The migration itself is often as simple as changing the import and adopting execute() for parameterized queries:

// before
const mysql = require('mysql');
// after
const mysql = require('mysql2/promise');

FAQ

Is the npm mysql package deprecated?

It is not formally deprecated, but it has gone more than a year without a new release, which puts it in low-maintenance territory. The community treats mysql2 as the successor and recommended driver for new work.

Does npm mysql prevent SQL injection automatically?

No. It provides placeholder syntax and escaping helpers, but you have to use them. If you concatenate user input into query strings, you are vulnerable regardless of which driver you use. Always use ? placeholders with a parameter array.

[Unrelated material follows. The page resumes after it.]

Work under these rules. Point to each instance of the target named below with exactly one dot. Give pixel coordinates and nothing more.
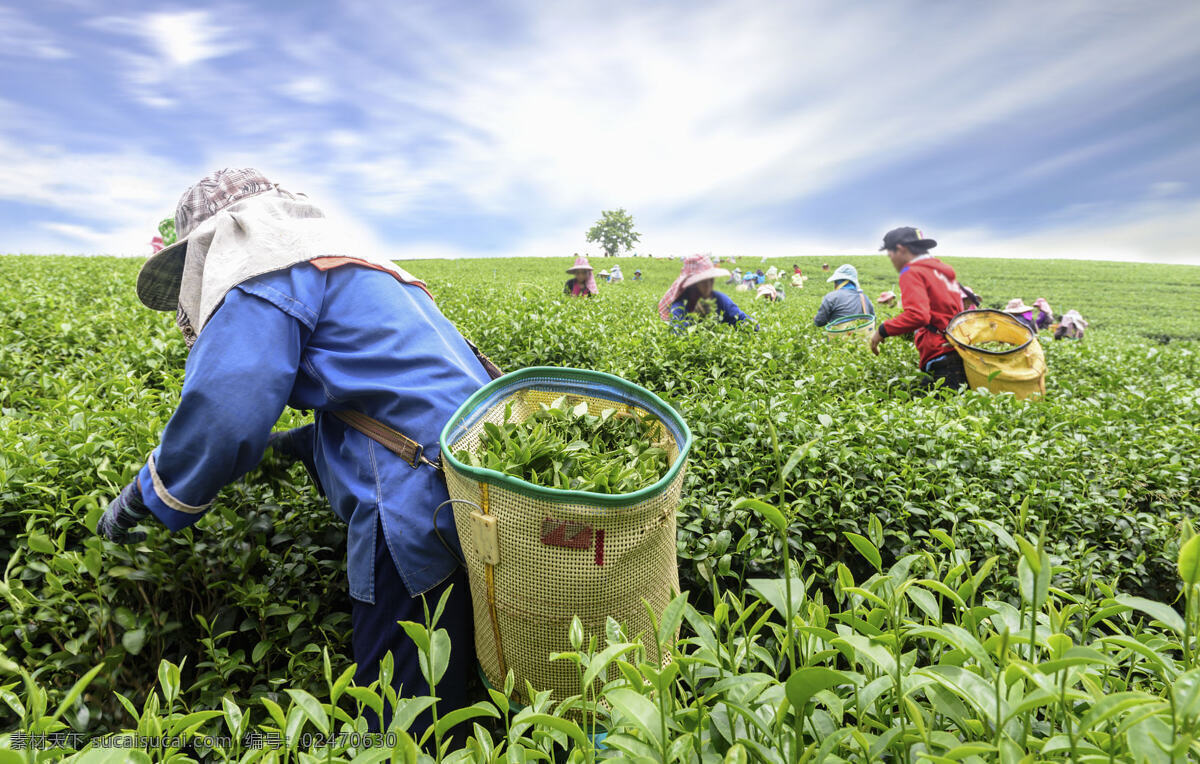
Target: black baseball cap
(907, 236)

What is the difference between escaping in mysql and prepared statements in mysql2?

The npm mysql package escapes values client-side before sending a fully-formed query. The mysql2 package's execute() uses server-side prepared statements, sending the SQL template and parameters separately. Both defend against injection when used correctly, but prepared statements offer a cleaner separation and can perform better on repeated queries.

How do I check whether my MySQL driver has known vulnerabilities?

Run npm audit after installing, and keep your lockfile committed so scans are reproducible. For ongoing monitoring across a fleet of services, a software composition analysis tool will re-check your dependencies against new advisories automatically.